One goal is to allow locally based food producers to serve a larger pool of customers than they can currently reach through direct-to-customer sales and community-supported agriculture, or CSA, operations, in which farm customers effectively pay in advance for a share of each season’s production.


“We are saying to farmers: There’s only a certain amount you can do with your CSAs and farmers markets,” Laberge said. “Give us a negotiated percentage, like half of your production, to take to regional markets, like colleges and also direct-to-consumer sales beyond the local area. This will be Internet-based with delivery via UPS and FedEx.”

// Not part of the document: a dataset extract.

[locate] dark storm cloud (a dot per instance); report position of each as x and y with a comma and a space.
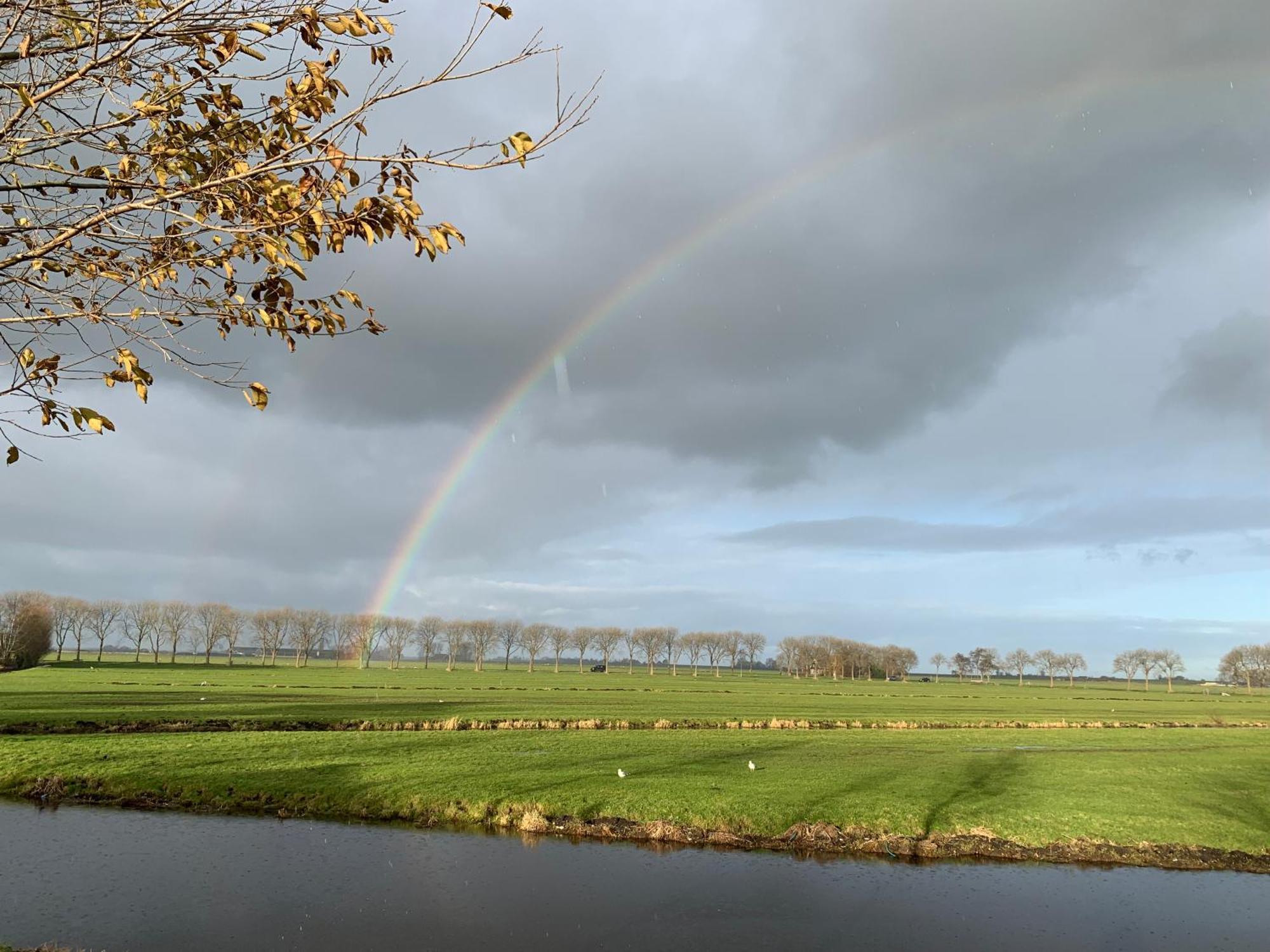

Early on, the dining service at the University of Massachusetts in Amherst signed up to buy meats from RFN, though the plan was derailed when the pandemic hit. The campus normally serves 50,000 meals a day.


“‘They said, ‘Good food from Vermont? Sign us up,’” Laberge recalled.
The network has created a high-end brand, Southshire Meats, for locally raised meats raised through organic and regenerative processes.


“There is far more demand for these foods than area farms are producing,” Michael Philipp said. “If you are raising 80 animals, we might say, ‘Raise 10 for us.’”


RFN will sell them for a premium to markets that are more difficult for individual farmers to get into, like institutions. But farms will have to meet certain standards to sell their animals for this brand, he added.


Although RFN’s goal is to support and encourage farmers who embrace regenerative practices, it also aims to provide some essential services for all farmers.


Many farmers today have pulled out the stops in their struggle to survive. A phone call received by RFN one day illustrates an increasingly common predicament. The farmer who called was working all angles to keep his farm afloat, using maple sugaring and his snowplowing business to subsidize his dying dairy operation.


Laberge said he is convinced RFN can help farmers to find a better path.
“We can help farmers to transition to enterprises that are more profitable to the farmer, better for the planet, and produce healthier food,” he said.


But farmers do not have to renounce chemical fertilizers, herbicides and other agrichemicals to access services provided by RFN. For example, any livestock farmer can make use of the Higley Hill Processing plant.


“We’re not demonizing conventional farmers,” Laberge said. “We want to help farms transition to regenerative agriculture.”